Abstract

We read with great interest the article by Rosario et al. (1), which concluded that a stimulated thyroglobulin (Stim-Tg) <1 ng/mL combined with neck ultrasonography can be used to obviate the need for radioactive iodine remnant ablation (RRA) after a total thyroidectomy in low-risk well-differentiated thyroid carcinoma (WDTC) patients who do not have anti-Tg antibody interference. Based upon their retrospective analysis of a cohort of patients with low-risk WDTC, the authors have rightly concluded that a Stim-Tg of <1 ng/mL combined with negative high-resolution neck ultrasonography after a total thyroidectomy has a negative predictive value (NPV) for residual thyroid carcinoma of almost 100%. We applaud this approach and would like to emphasize that using a prospective strategy for low-risk WDTC, we obtained a postsurgical Stim-Tg of <1 ng/mL (∼3 months after initial total thyroidectomy) in 56.7% of our cohort (2), which is virtually identical to their 56% (1). This protocol, in the hands of experienced surgeons, translates into a 60% (1,2) decrease in RRA administration in low-risk WDTC patients after total thyroidectomy without prophylactic central and lateral neck dissections. Nascimento et al. (3) have also retrospectively concluded that RRA may be avoided in low-risk WDTC when a postsurgical Stim-Tg <1 ng/mL was obtained in the absence of detectable lymph nodes and aggressive histological variants of WDTC. However, their proposal differs from Rosario's (1) and ours (2) in that patients underwent routine prophylactic central and lateral neck compartment dissections while only achieving a 30% reduction in RRA administration for WDTC tumors that were <2 cm (4).
Rosario et al. have also proposed a strategy that administers a 30-mCi RRA dose for those low-risk WDTC patients who have a Stim-Tg value between 1 and 10 ng/mL (1). Since a weakly positive Stim-Tg after a total thyroidectomy could also represent a small residuum of normal tissue rather than thyroid carcinoma, we have deferred RRA for the majority of low-risk WDTC with a postsurgical Stim-Tg value between 1 and 5 ng/mL in favor of serial follow-up with repeat Stim-Tg and neck ultrasonography (2). Our follow-up of such a cohort who did not receive RRA for ∼4.7 years has shown that 97% of patients remained stable with no evidence of increasing Stim-Tg to >5 ng/mL, no significant increase in thyrotropin-basal ultrasensitive Tg, and no detectable abnormalities by neck ultrasonography (unpublished). Including these patients with a Stim-Tg <5 ng/mL to those with a Stim-Tg <1 ng/mL has resulted in nearly 85% of patients with low-risk WDTC avoiding RRA administration over several years of prospective follow-up (2).
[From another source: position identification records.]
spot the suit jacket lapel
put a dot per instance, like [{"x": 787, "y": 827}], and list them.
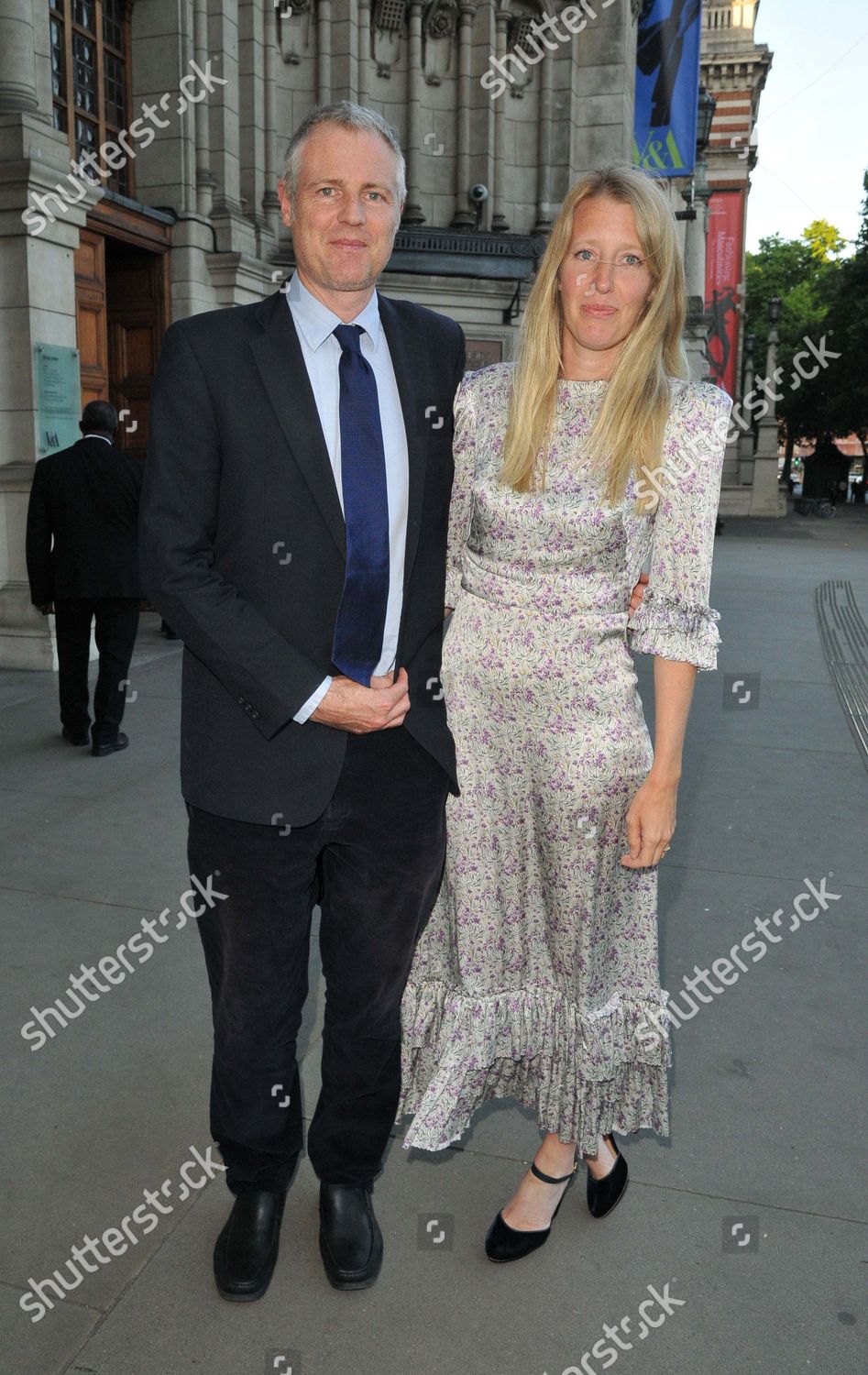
[
  {"x": 409, "y": 352},
  {"x": 280, "y": 365}
]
Current RRA guidelines by the American Thyroid Association and other thyroid societies have not appreciated the high NPV of objective postsurgical Stim-Tg and neck ultrasonography to assist in RRA selection among low-risk WDTC patients. Instead, recommendations are based upon clinico-pathological variables such as patient age, tumor size, and presence of lymph node metastases, which result in a much higher RRA administration rate. However, our center has previously documented that patient age and tumor size do not reliably predict whether low-risk WDTC patients develop residual/recurrent disease when followed by Stim-Tg and neck ultrasonography (2). In our strategy, which includes surgery by expert surgeons, patients can be free of disease regardless of TNM staging without RRA as determined by long-term follow-up Stim-Tg and neck ultrasonography.
Early detection of low-risk thyroid cancer by thyroid ultrasonography and fine-needle aspiration biopsy in conjunction with a total thyroidectomy and therapeutic central compartment neck dissection (when indicated) has resulted in ∼60% of all detectable WDTC being of low risk (confined to the thyroid gland and/or minimal central compartment positive lymph nodes). The avoidance of RRA in ∼30%–60% (1 –3) of low-risk WDTC patients with a Stim-Tg <1 ng/mL and 85% with a Stim-Tg <5 ng/mL (2) will have a great impact on avoiding unnecessary RRA and merits consideration for future guidelines on the management of WDTC.
Disclosure Statement
P.G.W. reports receiving consulting fees from Genzyme Canada, Inc. K.G.-H., D.E., and S.O. declare no conflicts of interest.